Other recent scientific findings described that in Santa Cruz the first dinosaurs lived in packs and had complex social behaviors. In Rio Negro, fossil remains of a long-necked dinosaur were found indicating that the species could live together peacefully. In Neuquén, dinosaurs have also been identified from a time in the Cretaceous Period, 140 million years ago, which were completely unknown.

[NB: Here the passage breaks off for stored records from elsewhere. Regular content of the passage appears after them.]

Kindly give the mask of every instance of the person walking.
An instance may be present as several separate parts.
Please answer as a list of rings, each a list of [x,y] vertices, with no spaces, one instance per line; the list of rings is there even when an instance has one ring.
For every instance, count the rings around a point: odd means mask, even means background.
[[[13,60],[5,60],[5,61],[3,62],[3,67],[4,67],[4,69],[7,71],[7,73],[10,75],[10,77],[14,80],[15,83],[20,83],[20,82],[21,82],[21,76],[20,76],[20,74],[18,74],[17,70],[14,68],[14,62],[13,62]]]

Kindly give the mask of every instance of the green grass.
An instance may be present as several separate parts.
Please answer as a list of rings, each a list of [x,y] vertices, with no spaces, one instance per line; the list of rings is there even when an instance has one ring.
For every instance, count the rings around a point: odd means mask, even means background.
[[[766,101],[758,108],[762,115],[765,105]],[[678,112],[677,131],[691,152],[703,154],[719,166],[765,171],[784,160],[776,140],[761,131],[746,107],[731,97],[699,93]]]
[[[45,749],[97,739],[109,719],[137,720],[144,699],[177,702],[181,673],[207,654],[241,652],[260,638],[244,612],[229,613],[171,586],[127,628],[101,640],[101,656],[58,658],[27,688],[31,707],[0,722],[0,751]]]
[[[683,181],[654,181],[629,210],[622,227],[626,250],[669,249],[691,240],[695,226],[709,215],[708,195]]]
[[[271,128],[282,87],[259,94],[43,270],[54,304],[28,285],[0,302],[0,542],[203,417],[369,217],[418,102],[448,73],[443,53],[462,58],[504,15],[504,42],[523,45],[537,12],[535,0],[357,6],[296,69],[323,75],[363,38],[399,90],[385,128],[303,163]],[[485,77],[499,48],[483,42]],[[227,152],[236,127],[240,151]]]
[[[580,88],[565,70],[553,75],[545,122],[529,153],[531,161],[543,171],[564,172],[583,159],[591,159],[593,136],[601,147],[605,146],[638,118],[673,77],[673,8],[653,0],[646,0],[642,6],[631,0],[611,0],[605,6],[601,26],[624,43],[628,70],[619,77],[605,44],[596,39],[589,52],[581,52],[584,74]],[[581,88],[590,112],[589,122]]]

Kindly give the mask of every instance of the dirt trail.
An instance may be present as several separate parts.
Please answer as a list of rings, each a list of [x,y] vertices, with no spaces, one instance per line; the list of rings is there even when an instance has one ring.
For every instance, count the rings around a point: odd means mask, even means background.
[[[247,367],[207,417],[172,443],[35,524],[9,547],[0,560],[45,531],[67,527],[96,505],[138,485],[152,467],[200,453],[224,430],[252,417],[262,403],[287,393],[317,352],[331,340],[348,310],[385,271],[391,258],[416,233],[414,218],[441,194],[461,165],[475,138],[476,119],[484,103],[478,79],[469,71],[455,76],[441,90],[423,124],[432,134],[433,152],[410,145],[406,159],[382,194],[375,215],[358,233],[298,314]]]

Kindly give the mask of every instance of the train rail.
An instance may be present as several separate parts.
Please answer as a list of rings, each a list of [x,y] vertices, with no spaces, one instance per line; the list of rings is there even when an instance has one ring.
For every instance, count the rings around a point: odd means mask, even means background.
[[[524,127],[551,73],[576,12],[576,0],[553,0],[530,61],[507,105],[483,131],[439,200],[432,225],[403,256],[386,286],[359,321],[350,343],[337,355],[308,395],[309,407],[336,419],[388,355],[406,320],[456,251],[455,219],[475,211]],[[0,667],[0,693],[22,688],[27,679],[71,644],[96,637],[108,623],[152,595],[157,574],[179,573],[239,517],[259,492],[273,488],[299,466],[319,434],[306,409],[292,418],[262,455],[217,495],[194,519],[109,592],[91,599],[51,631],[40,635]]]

According to all studies, the impact of an asteroid that crashed into Earth 66 million years ago killed dinosaurs. According to a study of fish fossils published in Nature in early 2022, it was possible to determine that this happened in spring. Melanie Durante and a group of colleagues from the Department of Earth Sciences of the Faculty of that discipline at Vrije University in Amsterdam, studied fossils excavated at the Tanis site in North Dakota. Spring was the beginning of the end for all non-avian dinosaurs and many other prehistoric reptiles, the study suggested.

“It was unimaginable to pinpoint the timing of the event,” said Durante, who led the project. If we are extremely fortunate as paleontologists, perhaps we will reach the millennium time scale, but far from this high resolution. This study has shown that yes, you can read bones and infer the seasonality of them.”

The evidence presented in the study supported the idea that fish disappeared in spring, noted Kate Trinajstic, a fish paleontologist at Curtin University who was not involved in the research. “To say that the asteroid hit in spring is really a surprising accuracy,” he said. But other scientists were wary of the findings about fossils excavated at the controversial site.